Region codes follow the pattern <city><sequence>, for example fra1, nyc1, lhr1. The dashboard shows the city, country, and region code side by side when you create a project.

Picking a region

Rules of thumb:
  • Single market. Pick the region geographically closest to your users.
  • Multi-region traffic. Pick the region closest to the largest user concentration. For two roughly-equal markets, weigh the latency cost on each side.
  • Database co-location. Always put a project’s database in the same region as the project that uses it. Cross-region database calls add round-trip latency to every query.
  • Compliance. If you have data-residency requirements (GDPR, regional privacy laws), pick a region inside the relevant jurisdiction.
The dashboard pre-fills a default region based on your account location. Override if your users are elsewhere.

Region status

Each region is in one of three states:
  • Active. Accepting new deployments.
  • Degraded. Accepting deployments, but performance may be reduced. See status.brimble.io for active incidents.
  • Maintenance. Temporarily not accepting new deployments. Existing deployments continue serving.
If a region is in maintenance and you create a project there, the first deployment stays pending until the region is back. You can move to a different region instead.

Change a project’s region

You can change a project’s region at any time from the dashboard:
  1. Open the project.
  2. Click Configuration.
  3. Find the Region dropdown.
  4. Pick the new region. Click Save.
Brimble redeploys the project in the new region on save. Custom domains, environment variables, and project settings carry over automatically. The default <project>.brimble.app hostname keeps working through the move. For database projects the move involves migrating the underlying volume, which Brimble does as part of the redeploy. Larger volumes take longer; expect a brief connection interruption while the new instance comes up.
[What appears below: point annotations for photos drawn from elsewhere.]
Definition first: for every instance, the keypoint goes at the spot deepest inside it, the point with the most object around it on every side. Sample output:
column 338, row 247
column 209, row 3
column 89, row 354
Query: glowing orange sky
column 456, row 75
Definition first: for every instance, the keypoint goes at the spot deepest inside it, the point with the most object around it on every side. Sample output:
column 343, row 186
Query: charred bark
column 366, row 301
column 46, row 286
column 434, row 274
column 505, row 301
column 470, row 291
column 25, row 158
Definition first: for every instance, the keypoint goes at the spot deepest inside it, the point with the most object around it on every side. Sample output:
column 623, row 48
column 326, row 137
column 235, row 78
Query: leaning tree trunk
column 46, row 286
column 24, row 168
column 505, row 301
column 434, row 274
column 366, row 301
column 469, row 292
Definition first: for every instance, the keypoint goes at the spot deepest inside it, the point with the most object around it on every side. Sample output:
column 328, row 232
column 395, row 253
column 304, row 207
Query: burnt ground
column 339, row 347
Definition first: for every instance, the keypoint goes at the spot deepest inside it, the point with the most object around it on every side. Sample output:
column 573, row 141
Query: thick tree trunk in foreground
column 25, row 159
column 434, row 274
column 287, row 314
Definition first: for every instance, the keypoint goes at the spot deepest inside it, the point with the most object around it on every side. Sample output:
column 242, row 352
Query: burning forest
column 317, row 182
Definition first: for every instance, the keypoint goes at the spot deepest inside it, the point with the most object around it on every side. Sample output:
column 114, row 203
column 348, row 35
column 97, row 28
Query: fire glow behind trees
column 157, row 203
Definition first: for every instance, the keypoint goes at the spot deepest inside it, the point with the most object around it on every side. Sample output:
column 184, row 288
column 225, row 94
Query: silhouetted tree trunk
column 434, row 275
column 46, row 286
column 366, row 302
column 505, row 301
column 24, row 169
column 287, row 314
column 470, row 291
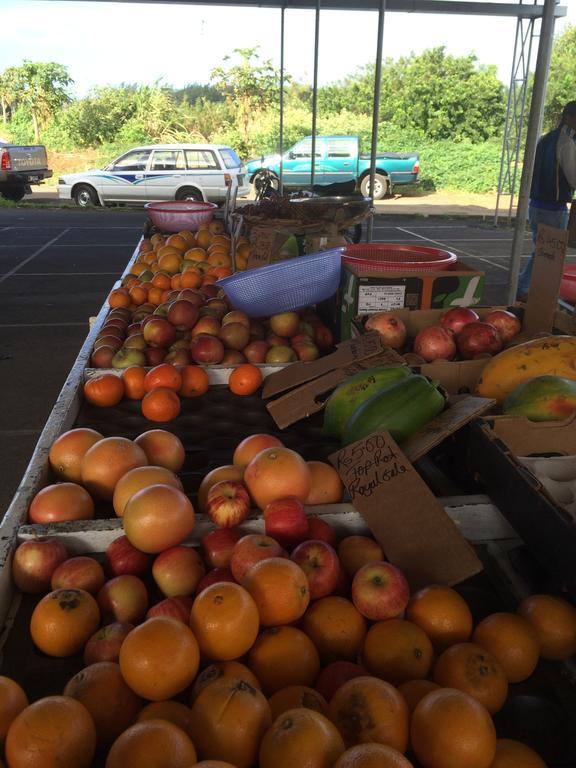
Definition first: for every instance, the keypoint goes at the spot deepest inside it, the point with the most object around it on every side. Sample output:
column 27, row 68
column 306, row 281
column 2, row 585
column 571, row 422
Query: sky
column 112, row 43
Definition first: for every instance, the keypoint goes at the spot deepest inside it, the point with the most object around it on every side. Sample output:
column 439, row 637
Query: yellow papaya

Storage pricing per region

Storage cost is multiplied by a per-region factor. Most regions are at the base rate; a few high-cost regions carry a small multiplier. The exact rate per region appears during project creation and on the project’s billing page.

Outbound IP ranges

Outbound traffic from your project comes from a region-specific IP range. If you’re whitelisting Brimble at a third-party API, request the current ranges from support, since they aren’t fixed forever.